Ich wurde z u n e h m e n d verdrießlicher, graute es mir doch bereits unmittelbar nach dem morgendlichen Ankleiden vor der Tatsache, einen ganzen Arbeitstag mit ihm verbringen zu müssen. Als wüsste er darum, dass ich tagsüber in einer gewissen Abhängigkeit zu ihm stehen würde, verstärkte sich das von ihm ausgehende Ungemach. Ich fühlte mich wie von stählerner Hand umklammert, die keinerlei Hoffnung auf Nachgiebigkeit zuließ. Warum auch -- schließlich hatte ich ihn in den letzten Monaten mehrmals mit einer erhitzten Stricknadel durchbohrt, um zusätzliche Löcher zu ermogeln.

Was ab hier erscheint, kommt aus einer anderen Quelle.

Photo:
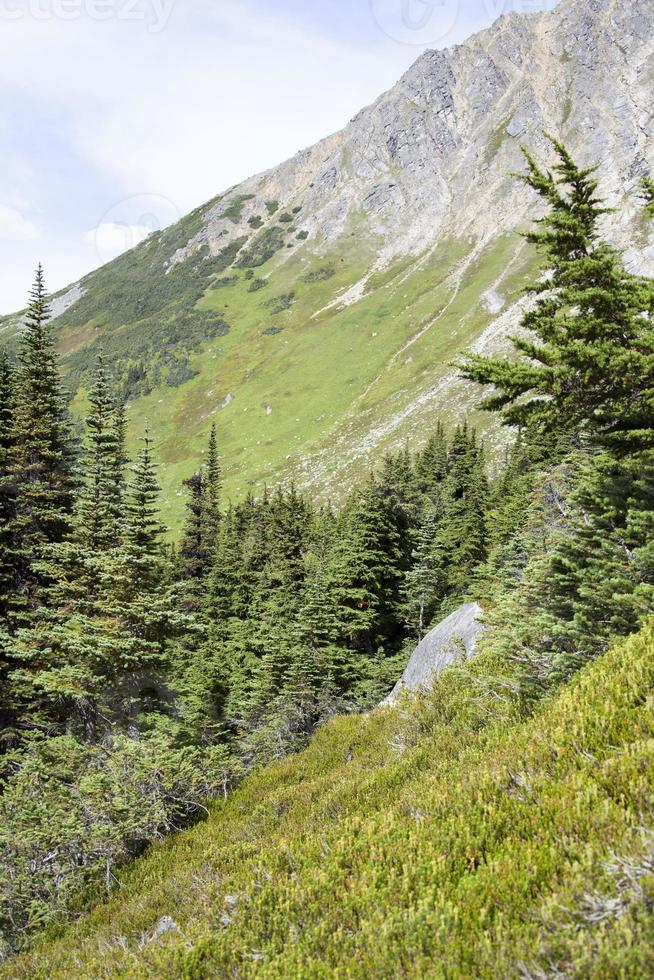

So konnte es keinesfalls weitergehen! Als Betroffene meiner permanenten Übellaunigkeit überraschte mich meine Frau - mitten im schönsten Ehekrach - mit der Forderung: Abnehmen oder Dehnbund-Hose!!. Der Bequemlichkeit wegen entschied ich mich für die realistischere Alternative „B“ und wurde im gleichen Moment unter strenger Bewachung zum Rechner geleitet, um sicherzustellen, dass ich auch tatsächlich zwei dieser Flexi-Hosen elektronisch orderte. Nur der Vollständigkeit halber seien hier die Handtasche und die sündhaft teuren Winterstiefel erwähnt, die meine Frau bei dieser Gelegenheit gleich mitbestellte.

Meinen Hosengürtel, der durchlöchert ist wie ein Schweizer Käse, mag ich vorläufig noch nicht entsorgen – denn man weiß ja nie? Unbestritten ist, dass die Dehnbund-Hosen unsere Ehe merklich befriedet haben. Schlechte Laune nach ausgiebiger Völlerei war gestern. Gern wüsste ich Namen und Anschrift des Erfinders dieses revolutionären Kleidungsstücks, um mich bei ihm persönlich zu bedanken – oder besser: ihn als Kandidaten für den Friedens-Nobelpreis 2017 vorschlagen.